Smolensk was a strong and strategically important fortress, having been part of the Grand Duchy of Lithuania since 1404. The Russian army had reached it in June 1502, although Smolensk was well prepared. The Russian army plundered Orsha and Vitebsk and attacked Smolensk with insufficient artillery. Not only was the assault on 16 September repelled, but the defense had managed to grow into a counterattack. Lithuanian reinforcements were brought by Stanislovas Kęsgaila as well, eventually forcing the Russians to retreat, suffering a defeat.

=== Destruction of the Golden Horde and Crimean Khanates role ===
The Golden Horde was an ally of Lithuania. The Crimean Khanate had managed to subjugate what remained of the Great Horde after sacking the capital New Sarai in 1502. It had also managed to pillage the Lithuania's southern towns of Slutsk, Kletsk, and Nyasvizh, even threatening the capital city of Vilnius.

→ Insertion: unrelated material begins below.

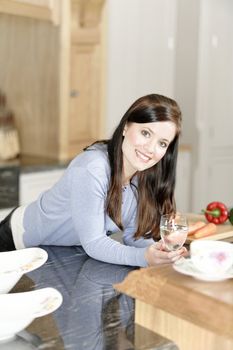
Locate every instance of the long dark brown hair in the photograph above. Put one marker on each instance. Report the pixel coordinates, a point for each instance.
(155, 186)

=== Peace negotiations ===
The peace negotiations had begun in mid–1502 while the Siege of Smolensk was still ongoing. Alexander asked Vladislaus II of Hungary to act as the mediator, and a six-year truce was concluded on the Feast of the Annunciation (March 25) in 1503.

== Result ==
The war had ended, with devastating terms for Lithuania. The Grand Duchy of Lithuania lost approximately 210,000 square kilometres (81,000 sq mi), or a third of its territory: Chernigov, Novgorod-Seversk, Starodub, and lands around the upper Oka River. Russian historian Matvei Kuzmich Liubavskii counted Lithuanian losses at 70 volosts, 22 towns, and 13 villages.

== Aftermath ==
The Lithuanians acknowledged Ivan's title, sovereign of all Russia. Historian Edvardas Gudavičius said: "The war of 1492–1494 was a kind of reconnaissance mission conducted by the united Russia. [The terms of] the ceasefire of 1503 showed the planned political aggression of Russia, its undoubted military superiority. The concept of the sovereign of all Russia, put forward by Ivan III, did not leave room for the existence of the Lithuanian state".

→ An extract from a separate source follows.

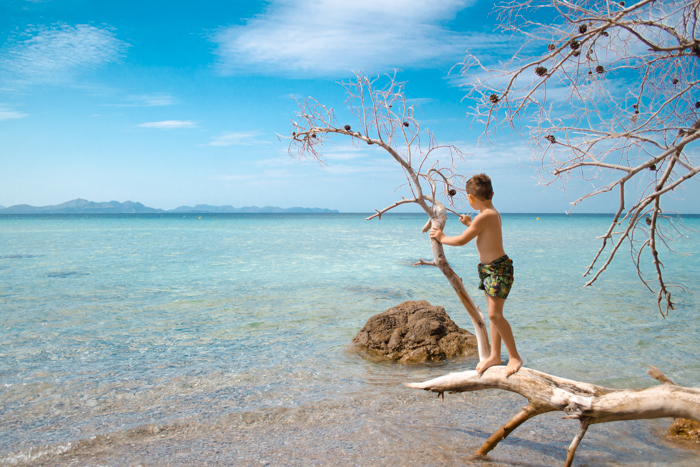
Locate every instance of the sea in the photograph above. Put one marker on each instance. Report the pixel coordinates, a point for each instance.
(225, 339)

Although Moscow had failed to capture Smolensk in this war, it successfully did so in the Lithuanian–Muscovite War (1512–1522) with the Siege of Smolensk in 1514.

Due to the Crimean Khanate managing to impose a threat on Vilnius during the war, Alexander Jagiellon ordered the construction of a defensive wall around his capital, which was completed in 1522.

The Livonian Order and Principality of Moscow didn't fight against each other until the Livonian War (1558–1583), where the Livonian Confederation was dissolved in the Treaty of Vilnius (1561).